A post was spread over social media this week saying that some students at the Saltus Grammar School were asked to write an essay that discussed the “ better parts of Slavery.”
According to the post, during last semester, an entire school yeargroup were taught, among other things, that Slavery happened a long time ago, not all slave masters are bad because some threw the slaves birthday parties and that it was “better” being a slave because they got free food and housing.
Head of school Deryn Lavell issued a letter earlier today in response to the controversial assignment. It began by stating that Saltus is committed to fostering “ a diverse, open and inclusive educational environment” aimed at “ confronting systemic racism and discrimination through growth, learning and dialogue.”

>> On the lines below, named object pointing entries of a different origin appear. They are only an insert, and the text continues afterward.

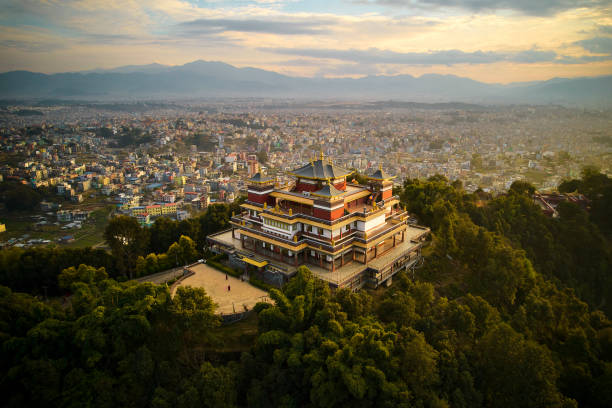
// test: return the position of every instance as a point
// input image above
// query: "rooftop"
(320, 170)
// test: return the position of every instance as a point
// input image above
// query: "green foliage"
(127, 241)
(111, 344)
(35, 270)
(513, 331)
(19, 197)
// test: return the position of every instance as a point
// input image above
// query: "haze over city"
(326, 204)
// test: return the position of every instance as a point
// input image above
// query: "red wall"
(335, 214)
(341, 186)
(323, 214)
(258, 198)
(306, 187)
(329, 215)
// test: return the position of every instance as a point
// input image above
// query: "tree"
(262, 156)
(127, 241)
(516, 372)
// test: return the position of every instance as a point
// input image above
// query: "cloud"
(208, 26)
(443, 57)
(528, 7)
(597, 45)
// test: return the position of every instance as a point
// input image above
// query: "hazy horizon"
(491, 41)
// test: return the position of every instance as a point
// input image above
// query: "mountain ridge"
(201, 79)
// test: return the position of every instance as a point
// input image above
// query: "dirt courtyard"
(213, 281)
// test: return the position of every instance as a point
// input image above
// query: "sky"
(497, 41)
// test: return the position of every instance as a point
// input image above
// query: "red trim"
(258, 198)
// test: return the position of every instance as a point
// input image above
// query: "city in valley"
(91, 161)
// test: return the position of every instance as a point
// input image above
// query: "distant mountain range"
(202, 79)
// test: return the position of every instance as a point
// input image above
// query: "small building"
(348, 235)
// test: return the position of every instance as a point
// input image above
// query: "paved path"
(162, 277)
(215, 283)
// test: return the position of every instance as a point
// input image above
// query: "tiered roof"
(320, 170)
(380, 175)
(259, 179)
(328, 191)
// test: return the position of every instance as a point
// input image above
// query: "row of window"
(280, 225)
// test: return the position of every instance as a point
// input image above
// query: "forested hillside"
(508, 310)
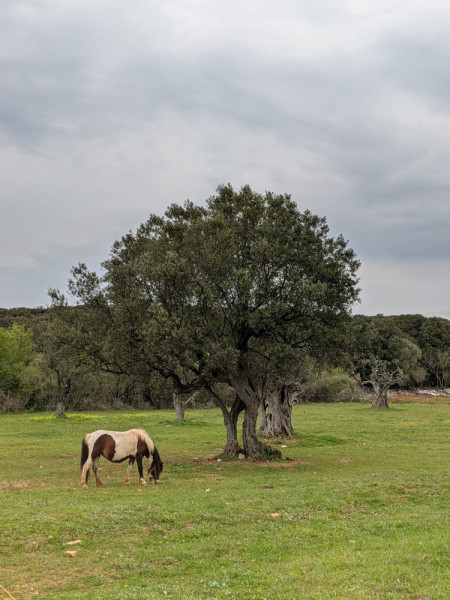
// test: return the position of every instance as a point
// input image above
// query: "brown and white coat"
(117, 446)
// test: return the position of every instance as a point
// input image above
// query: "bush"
(330, 385)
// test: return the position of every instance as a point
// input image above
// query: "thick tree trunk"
(178, 404)
(230, 419)
(253, 448)
(380, 398)
(262, 416)
(232, 448)
(60, 410)
(280, 404)
(279, 417)
(63, 392)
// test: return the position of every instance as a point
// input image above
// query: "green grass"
(363, 510)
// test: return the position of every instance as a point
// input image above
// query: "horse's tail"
(150, 445)
(157, 458)
(84, 454)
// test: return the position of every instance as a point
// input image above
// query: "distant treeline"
(38, 367)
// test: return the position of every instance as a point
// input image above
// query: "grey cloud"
(115, 129)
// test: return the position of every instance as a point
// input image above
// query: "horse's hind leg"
(85, 472)
(130, 466)
(95, 469)
(141, 471)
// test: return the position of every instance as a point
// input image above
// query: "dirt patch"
(14, 484)
(291, 463)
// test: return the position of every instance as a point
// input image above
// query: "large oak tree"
(218, 294)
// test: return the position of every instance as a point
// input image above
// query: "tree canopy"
(204, 294)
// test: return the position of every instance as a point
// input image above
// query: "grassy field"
(361, 511)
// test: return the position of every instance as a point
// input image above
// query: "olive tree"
(196, 294)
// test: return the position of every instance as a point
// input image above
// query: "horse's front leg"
(141, 471)
(95, 468)
(130, 466)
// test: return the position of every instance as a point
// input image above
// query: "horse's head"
(155, 469)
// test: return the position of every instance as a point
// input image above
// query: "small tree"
(382, 378)
(16, 351)
(382, 356)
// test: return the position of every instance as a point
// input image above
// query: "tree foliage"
(217, 294)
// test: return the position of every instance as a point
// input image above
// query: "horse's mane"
(144, 436)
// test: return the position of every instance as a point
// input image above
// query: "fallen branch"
(6, 592)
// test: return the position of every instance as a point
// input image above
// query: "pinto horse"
(117, 446)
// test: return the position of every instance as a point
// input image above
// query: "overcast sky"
(112, 110)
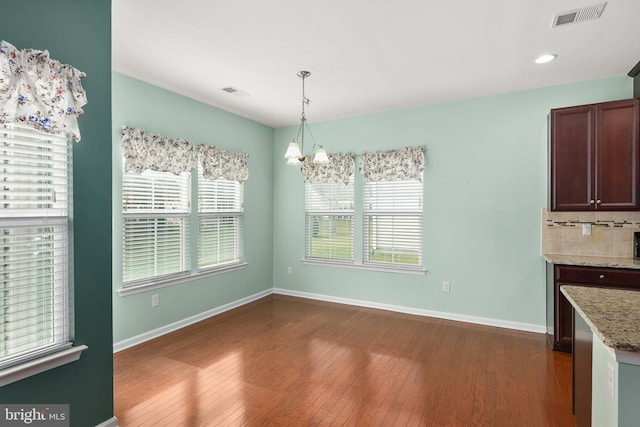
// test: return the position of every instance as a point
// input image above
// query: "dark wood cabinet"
(559, 309)
(595, 157)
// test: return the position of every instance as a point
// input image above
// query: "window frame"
(150, 193)
(232, 209)
(402, 206)
(48, 159)
(193, 271)
(316, 211)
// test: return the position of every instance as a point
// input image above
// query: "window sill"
(42, 364)
(368, 267)
(132, 290)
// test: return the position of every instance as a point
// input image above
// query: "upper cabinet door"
(617, 155)
(595, 156)
(572, 158)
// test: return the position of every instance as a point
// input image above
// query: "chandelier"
(296, 147)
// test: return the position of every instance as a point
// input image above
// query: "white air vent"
(578, 15)
(235, 91)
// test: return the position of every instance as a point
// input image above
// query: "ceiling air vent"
(235, 91)
(578, 15)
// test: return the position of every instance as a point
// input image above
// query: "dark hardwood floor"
(284, 361)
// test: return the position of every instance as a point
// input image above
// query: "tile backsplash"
(611, 233)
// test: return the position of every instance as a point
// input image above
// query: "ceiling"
(365, 56)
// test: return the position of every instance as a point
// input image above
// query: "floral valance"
(338, 170)
(398, 165)
(149, 151)
(217, 163)
(40, 92)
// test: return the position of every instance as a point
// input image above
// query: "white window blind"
(220, 216)
(393, 223)
(34, 284)
(329, 221)
(155, 226)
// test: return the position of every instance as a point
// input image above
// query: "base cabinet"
(560, 311)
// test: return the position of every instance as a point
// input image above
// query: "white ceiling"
(365, 56)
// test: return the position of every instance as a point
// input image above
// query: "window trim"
(63, 352)
(37, 366)
(311, 212)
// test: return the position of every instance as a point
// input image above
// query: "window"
(393, 223)
(155, 226)
(329, 221)
(34, 227)
(220, 214)
(164, 240)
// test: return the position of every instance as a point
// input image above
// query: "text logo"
(34, 415)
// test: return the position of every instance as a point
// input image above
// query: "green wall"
(141, 105)
(78, 32)
(485, 184)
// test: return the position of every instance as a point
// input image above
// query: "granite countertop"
(612, 314)
(593, 261)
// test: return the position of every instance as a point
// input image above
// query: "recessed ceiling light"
(547, 57)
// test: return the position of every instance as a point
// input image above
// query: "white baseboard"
(155, 333)
(111, 422)
(528, 327)
(139, 339)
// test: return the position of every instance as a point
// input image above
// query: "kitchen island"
(606, 355)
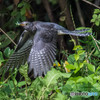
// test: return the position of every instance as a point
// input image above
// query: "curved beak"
(20, 24)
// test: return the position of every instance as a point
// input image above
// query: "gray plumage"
(37, 46)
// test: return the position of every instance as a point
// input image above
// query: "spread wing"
(63, 31)
(22, 51)
(43, 52)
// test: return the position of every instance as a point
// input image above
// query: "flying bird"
(37, 45)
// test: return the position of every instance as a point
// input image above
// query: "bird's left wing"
(43, 52)
(22, 51)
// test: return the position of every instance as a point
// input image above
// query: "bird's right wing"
(22, 51)
(81, 32)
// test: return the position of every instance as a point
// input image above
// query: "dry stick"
(48, 9)
(8, 37)
(95, 42)
(79, 13)
(91, 4)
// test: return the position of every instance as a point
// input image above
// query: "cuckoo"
(37, 45)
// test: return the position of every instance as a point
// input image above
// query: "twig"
(91, 4)
(48, 9)
(8, 37)
(95, 42)
(79, 13)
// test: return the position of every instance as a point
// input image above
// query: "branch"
(48, 9)
(79, 13)
(8, 37)
(91, 4)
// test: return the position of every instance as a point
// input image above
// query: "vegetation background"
(77, 68)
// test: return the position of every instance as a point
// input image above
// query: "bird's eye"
(26, 24)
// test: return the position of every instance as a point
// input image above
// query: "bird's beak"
(20, 24)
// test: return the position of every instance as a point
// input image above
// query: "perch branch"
(48, 9)
(8, 37)
(91, 4)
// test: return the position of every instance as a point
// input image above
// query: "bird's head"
(29, 26)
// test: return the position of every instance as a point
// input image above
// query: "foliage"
(79, 73)
(57, 84)
(96, 17)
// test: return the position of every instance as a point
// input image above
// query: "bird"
(38, 44)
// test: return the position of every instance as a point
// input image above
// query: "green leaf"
(80, 79)
(92, 20)
(1, 56)
(60, 97)
(23, 10)
(76, 57)
(94, 16)
(89, 79)
(7, 52)
(97, 23)
(22, 83)
(91, 67)
(77, 47)
(70, 66)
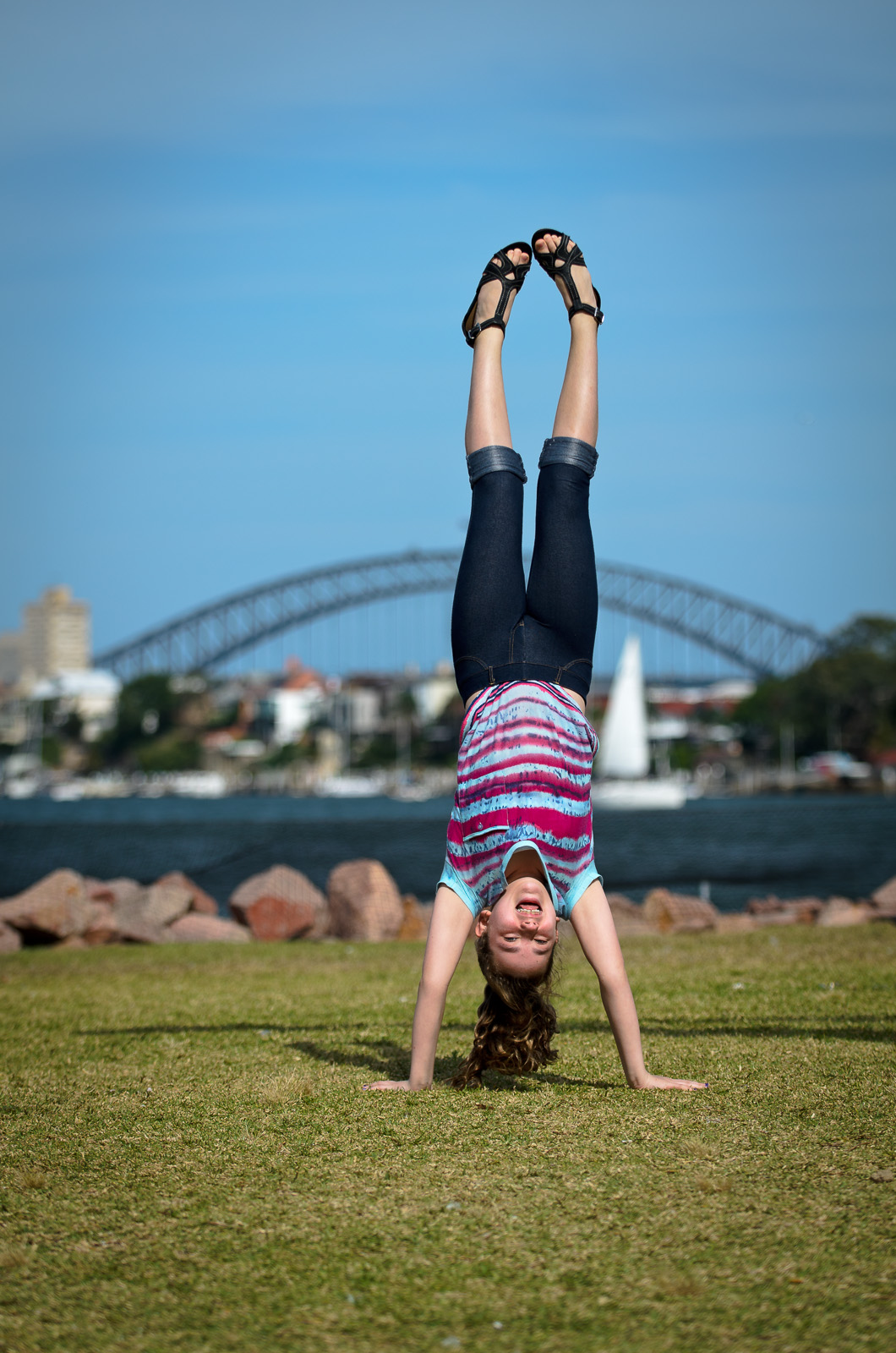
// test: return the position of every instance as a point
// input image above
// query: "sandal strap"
(567, 259)
(497, 272)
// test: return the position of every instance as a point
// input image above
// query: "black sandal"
(495, 272)
(560, 266)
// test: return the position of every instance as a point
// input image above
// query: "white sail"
(624, 753)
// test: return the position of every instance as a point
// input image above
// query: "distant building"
(57, 635)
(10, 656)
(91, 694)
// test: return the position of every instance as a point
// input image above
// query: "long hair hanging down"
(515, 1023)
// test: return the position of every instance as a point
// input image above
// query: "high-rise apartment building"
(57, 635)
(10, 656)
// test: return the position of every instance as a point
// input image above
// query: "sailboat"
(624, 755)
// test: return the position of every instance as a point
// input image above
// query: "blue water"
(743, 847)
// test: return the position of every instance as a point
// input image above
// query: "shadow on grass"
(390, 1062)
(860, 1028)
(376, 1057)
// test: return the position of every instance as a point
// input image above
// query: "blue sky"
(238, 241)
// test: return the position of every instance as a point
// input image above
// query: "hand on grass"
(666, 1082)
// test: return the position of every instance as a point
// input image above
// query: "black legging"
(500, 628)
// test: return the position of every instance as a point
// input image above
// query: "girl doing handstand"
(520, 846)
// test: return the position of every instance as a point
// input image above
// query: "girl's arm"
(448, 931)
(593, 924)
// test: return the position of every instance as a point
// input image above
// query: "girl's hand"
(666, 1082)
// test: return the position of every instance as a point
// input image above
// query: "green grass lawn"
(189, 1163)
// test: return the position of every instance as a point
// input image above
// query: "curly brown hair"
(515, 1023)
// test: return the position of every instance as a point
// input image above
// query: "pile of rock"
(362, 903)
(664, 912)
(65, 908)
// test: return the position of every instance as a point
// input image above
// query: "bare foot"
(490, 294)
(581, 277)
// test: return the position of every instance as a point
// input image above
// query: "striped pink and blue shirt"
(524, 780)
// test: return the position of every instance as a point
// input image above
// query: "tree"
(844, 700)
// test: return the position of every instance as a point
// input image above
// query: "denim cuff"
(569, 451)
(489, 459)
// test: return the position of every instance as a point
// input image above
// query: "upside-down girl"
(520, 849)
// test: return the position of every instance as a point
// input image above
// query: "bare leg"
(576, 408)
(488, 423)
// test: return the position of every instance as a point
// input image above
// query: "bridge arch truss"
(754, 639)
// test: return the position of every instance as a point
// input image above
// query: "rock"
(675, 912)
(164, 903)
(10, 939)
(112, 890)
(884, 900)
(364, 901)
(281, 904)
(772, 911)
(196, 926)
(101, 928)
(628, 918)
(51, 910)
(841, 911)
(735, 923)
(199, 900)
(144, 915)
(414, 920)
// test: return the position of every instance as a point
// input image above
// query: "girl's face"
(522, 926)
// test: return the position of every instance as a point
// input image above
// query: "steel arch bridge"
(754, 639)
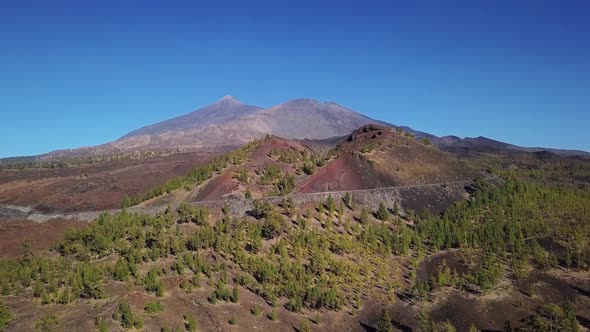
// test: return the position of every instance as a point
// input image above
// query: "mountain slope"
(226, 109)
(231, 123)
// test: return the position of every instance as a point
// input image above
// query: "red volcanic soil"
(92, 187)
(344, 173)
(40, 236)
(376, 157)
(259, 159)
(217, 187)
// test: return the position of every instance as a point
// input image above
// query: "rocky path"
(370, 197)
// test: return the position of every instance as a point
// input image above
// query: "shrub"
(153, 307)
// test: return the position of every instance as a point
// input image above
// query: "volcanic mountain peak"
(226, 109)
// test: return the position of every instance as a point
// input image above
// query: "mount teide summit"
(228, 122)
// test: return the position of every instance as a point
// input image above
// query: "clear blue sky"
(82, 73)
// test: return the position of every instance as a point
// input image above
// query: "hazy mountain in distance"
(228, 122)
(226, 109)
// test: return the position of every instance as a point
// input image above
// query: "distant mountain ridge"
(231, 123)
(228, 122)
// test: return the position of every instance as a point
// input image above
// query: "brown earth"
(92, 187)
(15, 232)
(376, 157)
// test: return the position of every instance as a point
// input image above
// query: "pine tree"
(383, 213)
(5, 316)
(384, 323)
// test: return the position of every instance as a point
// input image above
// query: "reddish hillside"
(376, 156)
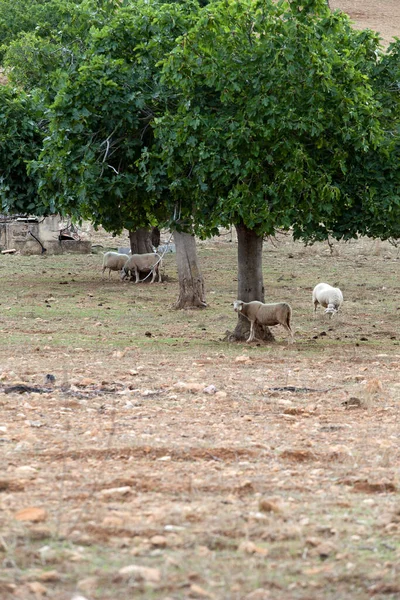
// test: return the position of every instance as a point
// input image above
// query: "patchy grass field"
(125, 479)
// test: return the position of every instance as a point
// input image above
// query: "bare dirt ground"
(163, 463)
(130, 477)
(380, 15)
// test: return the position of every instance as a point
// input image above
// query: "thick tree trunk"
(191, 282)
(250, 281)
(155, 237)
(140, 241)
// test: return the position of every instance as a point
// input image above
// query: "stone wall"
(39, 235)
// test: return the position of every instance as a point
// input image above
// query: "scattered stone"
(26, 471)
(266, 505)
(250, 548)
(88, 585)
(367, 487)
(37, 588)
(243, 359)
(159, 540)
(49, 379)
(352, 403)
(259, 594)
(199, 591)
(33, 514)
(39, 532)
(298, 455)
(49, 576)
(112, 521)
(148, 574)
(210, 389)
(115, 492)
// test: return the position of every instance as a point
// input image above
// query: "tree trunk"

According to Ms. Lavell, the school and its staff are currently working with culturally responsive practices and racial equity expert Dr. Vernee Butterfield to ensure that new cultural perspectives are incorporated into their coursework and curriculum. Dr. Butterfield will also work with them to ensure that their humanities units meet Saltus’ commitment to diversity and inclusion.
“ Racism has no place at Saltus,” the letter read. “ As part of our ongoing inclusion and diversity work, we are listening, learning and taking action to deepen confidence and trust within our community while cultivating a dynamic learning environment which inspires our students to lead us to a more just, fair and sustainable world.”